[DON'T MERGE] Proof of Concept: ES|QL approximate query execution #131828

jan-elastic · 2025-07-24T13:09:37Z

Proof of concept for approximate query execution

This is for gathering early feedback; not for merging!

This is targeting queries of the form

FROM data
  | commands_swappable_with_sample
  | STATS aggs
  | more_commands

Approximating rewrites it to

FROM data
  | SAMPLE probability
  | commands_swappable_with_sample
  | STATS sample_corrected_aggs
  | more_commands

The sample probability is such that the approximated results are based on ~1000 docs. It's determined via the total result count:

FROM data
  | commands_swappable_with_sample
  | STATS COUNT(*)

You can use this as follows

POST _query
{  
  "query": """
    FROM kibana_sample_data_ecommerce
     | STATS count=COUNT() BY CATEGORIZE(category)
     | SORT count DESC
  """,
  "approximate": true
}

With "approximate": false, the (correct) results are:

     count     |CATEGORIZE(category)
---------------+--------------------
3927           |.*?Clothing.*?      
2080           |.*?Shoes.*?         
1402           |.*?Accessories.*?

(based on "documents_found": 4675)

With "approximate": true, the (approxmiate) results are like:

     count     |CATEGORIZE(category)
---------------+--------------------
3791           |.*?Clothing.*?      
2001           |.*?Shoes.*?         
1533           |.*?Accessories.*?

(based on "documents_found": 990)

ivancea

Just a shallow check. To me, it makes sense. I would wait for somebody else to have another opinion though, in case this extra query could lead to something bad somewhere

x-pack/plugin/esql/src/main/java/org/elasticsearch/xpack/esql/approximate/Approximate.java

ivancea · 2025-07-24T14:25:53Z

x-pack/plugin/esql/src/main/java/org/elasticsearch/xpack/esql/approximate/Approximate.java

+     * off at the leftmost STATS function, followed by "| STATS COUNT(*)".
+     * This value can be used to pick a good sample probability.
+     */
+    public LogicalPlan countPlan() {


This extra query is probably my major "concern". It looks ok, but it's still going to execute evals and wheres, which could end up executing a full query anyway (?). It looks a bit "dangerous".

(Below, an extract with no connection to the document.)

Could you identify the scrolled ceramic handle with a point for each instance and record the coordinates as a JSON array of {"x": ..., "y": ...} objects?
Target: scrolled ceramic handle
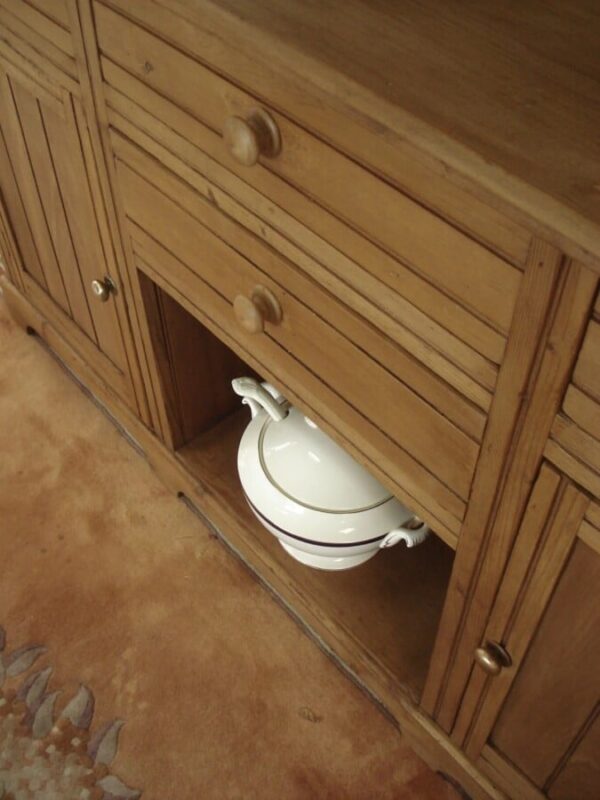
[{"x": 412, "y": 536}]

As an idea, I wonder if we could use some kind of Lucene statistics for this. I don't know if we have them though, or if what we have is enough. Even if they were just approximates, they could let us avoid this extra query, maybe. This would be another block of work though

I get your concern. That's exactly why I wanted some early feedback.

The extra query is pretty similar to the extra query of the inline join subplan though.

In the case of

FROM data | STATS COUNT()

I guess we can get the count directly from Lucene.

But for a more complicated

FROM data | WHERE my_function(x) < 1 | STATS COUNT()

that's obv not possible.

We can use sampling again though to get an approximate count, which is good enough for setting the probability.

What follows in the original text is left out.